The forward simulation indeed showed that the RF accelerated the shank segment into an extension movement of the knee. Thus, the RF controls step length and is one factor that determines an adequate foot prepositioning. This has clinical significance, as with reduced knee extensor force (RF removal or weakening), the knee remains flexed at late swing, which results in a short step and initial toe contact. The simultaneous effect of the RF on the hip, however, had little influence when the activity was reduced. In contrast, hyperactivity led to more knee stiffness if the RF had effects on both joint levels, leading to a foot clearance problem. These forward modelling results are of clinical interest, even though our model, of course, can only simulate the mechanical aspects and not the control strategies that a patient would adopt to compensate the RF alterations.

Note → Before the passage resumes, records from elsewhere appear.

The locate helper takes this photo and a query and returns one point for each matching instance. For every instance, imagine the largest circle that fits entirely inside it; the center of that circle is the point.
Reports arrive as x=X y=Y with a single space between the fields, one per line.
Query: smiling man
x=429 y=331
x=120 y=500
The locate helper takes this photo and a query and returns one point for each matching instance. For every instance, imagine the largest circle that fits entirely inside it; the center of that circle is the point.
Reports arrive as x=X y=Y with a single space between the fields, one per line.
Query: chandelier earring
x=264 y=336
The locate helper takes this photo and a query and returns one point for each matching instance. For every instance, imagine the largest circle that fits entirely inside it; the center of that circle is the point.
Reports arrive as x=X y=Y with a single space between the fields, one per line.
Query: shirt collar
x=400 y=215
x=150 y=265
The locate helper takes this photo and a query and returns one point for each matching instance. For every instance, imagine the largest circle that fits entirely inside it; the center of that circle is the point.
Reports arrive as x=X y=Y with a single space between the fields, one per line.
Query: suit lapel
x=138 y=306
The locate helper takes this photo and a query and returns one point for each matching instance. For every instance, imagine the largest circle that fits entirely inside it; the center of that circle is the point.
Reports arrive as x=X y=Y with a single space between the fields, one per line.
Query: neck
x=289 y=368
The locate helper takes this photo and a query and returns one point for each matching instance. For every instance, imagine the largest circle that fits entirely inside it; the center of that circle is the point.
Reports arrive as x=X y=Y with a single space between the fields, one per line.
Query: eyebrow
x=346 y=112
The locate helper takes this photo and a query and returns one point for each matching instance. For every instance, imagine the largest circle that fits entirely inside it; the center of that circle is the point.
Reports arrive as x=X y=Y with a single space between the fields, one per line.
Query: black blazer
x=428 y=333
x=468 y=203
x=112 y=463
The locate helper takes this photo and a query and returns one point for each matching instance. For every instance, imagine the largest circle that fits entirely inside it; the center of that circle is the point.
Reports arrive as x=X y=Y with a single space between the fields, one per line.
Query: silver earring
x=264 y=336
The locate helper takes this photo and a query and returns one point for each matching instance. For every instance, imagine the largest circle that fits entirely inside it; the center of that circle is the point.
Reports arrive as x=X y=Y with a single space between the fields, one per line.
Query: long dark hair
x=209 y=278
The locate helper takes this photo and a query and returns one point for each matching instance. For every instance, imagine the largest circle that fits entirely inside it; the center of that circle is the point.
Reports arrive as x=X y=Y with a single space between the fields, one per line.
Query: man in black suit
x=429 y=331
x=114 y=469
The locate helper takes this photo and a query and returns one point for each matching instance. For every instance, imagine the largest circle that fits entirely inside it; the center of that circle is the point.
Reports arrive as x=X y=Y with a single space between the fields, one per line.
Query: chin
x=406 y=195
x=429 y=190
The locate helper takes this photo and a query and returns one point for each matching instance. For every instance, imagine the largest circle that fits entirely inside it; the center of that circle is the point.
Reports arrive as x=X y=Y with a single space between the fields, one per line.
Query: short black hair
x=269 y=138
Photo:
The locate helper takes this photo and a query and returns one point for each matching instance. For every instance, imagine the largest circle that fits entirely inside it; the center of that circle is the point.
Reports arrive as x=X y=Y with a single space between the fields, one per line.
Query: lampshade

We have shown that stiffness at the knee during the swing phase, at least in a healthy person, depends on the increased RF action at both joint levels (although more strongly at the knee). As RF activity during gait has been previously described [
3,
4,
5,
6,
7,
8], we limited our study to its mechanical effect on swing phase kinematics in principle, which required gait data from one normal person only as an example. The amount of the values may change with changing segment sizes and proportions. However, the anatomy is similar and the gait pattern changes little after the age of four [
12]. The effect of bi-articular muscles during gait depends on the anatomy but also on the interplay with other muscles crossing the joints and on physical parameters such as acceleration and inertia. In a clinical situation with pathological gait, the situation is even more complicated. We demonstrated the effects of lower and higher than normal RF activities on gait mechanics, especially with reference to the foot position. RF accelerates the leg segments in late stance-early swing and hence it can affect the whole subsequent movements: an adequate knee extension at late swing and preparation of the leg for the initial heel contact. As shown in our simulations, RF weakness may result in toe walking. This effect may be considered especially for patients who already have problems with knee extension during swing phase and exhibit initial toe contact. Hyperactivity, in contrast, can hinder foot clearance. Both situations occur in clinical practice. The new knowledge may help to identify RF as a possible factor. More sophisticated diagnostic tools are required to facilitate the process of treatment decision-making. Incorporation of musculoskeletal modelling into clinical work may be one promising solution.